Glen Scotia could be named ‘that other one’ from Campbeltown. Because when discussing Campbeltown whisky, there’s usually only one name that really excites whisky drinkers, which is of course Springbank. That has changed a bit now with Glengyle in the mix, but Springbank is the classic Campbeltown malt.
That doesn’t mean that Glen Scotia isn’t capable of producing some excellent whisky. Their distillery bottlings aren’t held in high regard, but there are some single casks out there that are simply fantastic. Case in point. Today I review a Glen Scotia from a couple of years ago. One that has matured in a sherry hogshead and was bottled by Malts of Scotland, an indie bottler with a very good reputation.
Glen Scotia 1992/2012 (51,9%, Malts of Scotland, C#12031)
Nose: A hint of smoke and peat. Some burnt wood and ashes. Also a sulphury element. Metal, rust and wet rocks. After my nose is used to these rougher aromas, some oranges appear.

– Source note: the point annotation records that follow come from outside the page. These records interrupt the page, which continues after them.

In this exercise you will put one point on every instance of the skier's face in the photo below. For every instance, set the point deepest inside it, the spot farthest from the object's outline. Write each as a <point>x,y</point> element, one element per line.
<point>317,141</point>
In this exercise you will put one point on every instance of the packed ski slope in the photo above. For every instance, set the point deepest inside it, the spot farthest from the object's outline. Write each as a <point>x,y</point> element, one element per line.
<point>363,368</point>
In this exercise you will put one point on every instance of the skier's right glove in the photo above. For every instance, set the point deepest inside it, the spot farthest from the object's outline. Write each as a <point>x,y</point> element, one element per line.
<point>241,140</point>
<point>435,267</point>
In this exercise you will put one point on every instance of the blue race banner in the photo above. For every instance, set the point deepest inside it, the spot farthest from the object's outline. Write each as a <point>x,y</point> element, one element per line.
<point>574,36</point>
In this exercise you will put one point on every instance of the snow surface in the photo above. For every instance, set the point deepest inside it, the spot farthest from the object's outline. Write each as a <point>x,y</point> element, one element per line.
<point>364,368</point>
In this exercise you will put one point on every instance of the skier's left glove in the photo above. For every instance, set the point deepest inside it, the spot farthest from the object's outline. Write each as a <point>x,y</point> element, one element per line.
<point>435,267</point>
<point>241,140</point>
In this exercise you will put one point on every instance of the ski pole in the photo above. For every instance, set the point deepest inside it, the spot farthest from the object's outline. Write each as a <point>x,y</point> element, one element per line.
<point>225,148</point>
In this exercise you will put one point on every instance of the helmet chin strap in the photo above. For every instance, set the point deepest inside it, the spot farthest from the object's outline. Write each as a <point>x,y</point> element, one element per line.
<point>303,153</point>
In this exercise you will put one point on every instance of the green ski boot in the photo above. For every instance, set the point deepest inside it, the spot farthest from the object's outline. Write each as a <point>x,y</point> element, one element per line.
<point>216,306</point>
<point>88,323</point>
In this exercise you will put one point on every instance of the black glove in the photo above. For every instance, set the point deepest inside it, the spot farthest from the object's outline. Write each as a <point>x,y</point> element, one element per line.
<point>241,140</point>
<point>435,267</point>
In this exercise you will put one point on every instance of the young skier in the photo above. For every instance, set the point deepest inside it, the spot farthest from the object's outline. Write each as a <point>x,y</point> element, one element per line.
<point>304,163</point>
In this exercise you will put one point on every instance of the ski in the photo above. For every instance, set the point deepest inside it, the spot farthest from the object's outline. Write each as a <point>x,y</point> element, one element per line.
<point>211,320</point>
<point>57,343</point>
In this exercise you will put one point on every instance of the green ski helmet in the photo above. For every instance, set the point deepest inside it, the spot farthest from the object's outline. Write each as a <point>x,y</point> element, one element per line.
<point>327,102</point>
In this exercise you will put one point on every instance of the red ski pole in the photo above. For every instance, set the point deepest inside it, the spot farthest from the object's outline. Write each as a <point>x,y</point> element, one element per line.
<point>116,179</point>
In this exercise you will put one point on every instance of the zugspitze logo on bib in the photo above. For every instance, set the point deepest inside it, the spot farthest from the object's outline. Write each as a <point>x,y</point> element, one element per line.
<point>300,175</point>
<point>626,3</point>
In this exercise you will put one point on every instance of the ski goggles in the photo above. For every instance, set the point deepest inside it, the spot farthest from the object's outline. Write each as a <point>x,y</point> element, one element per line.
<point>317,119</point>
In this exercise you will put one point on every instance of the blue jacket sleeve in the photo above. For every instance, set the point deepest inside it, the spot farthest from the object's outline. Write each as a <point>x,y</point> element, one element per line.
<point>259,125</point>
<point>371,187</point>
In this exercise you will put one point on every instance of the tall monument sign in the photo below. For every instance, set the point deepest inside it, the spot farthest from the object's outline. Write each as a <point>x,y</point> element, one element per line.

It also has a barbecue-esque quality, very meaty and nutty. Then some more sherry notes in the form of dark red fruit, leather and black berries. Taste: More peat and ash, but also some earthy flavours. Again dark red fruit, but also a more spicy side. Nutmeg and aniseed. The palate is a bit too dry and woody. Finish: Again ashes. Mostly bitter and very long.
An excellent nose, but what follows is less enjoyable. If I’d judge on the aromas alone, this Glen Scotia would’ve scored in the high eighties. Disclaimer: I am somewhat sensitive to peat, so I suspect most people would get more sherry notes out of this one.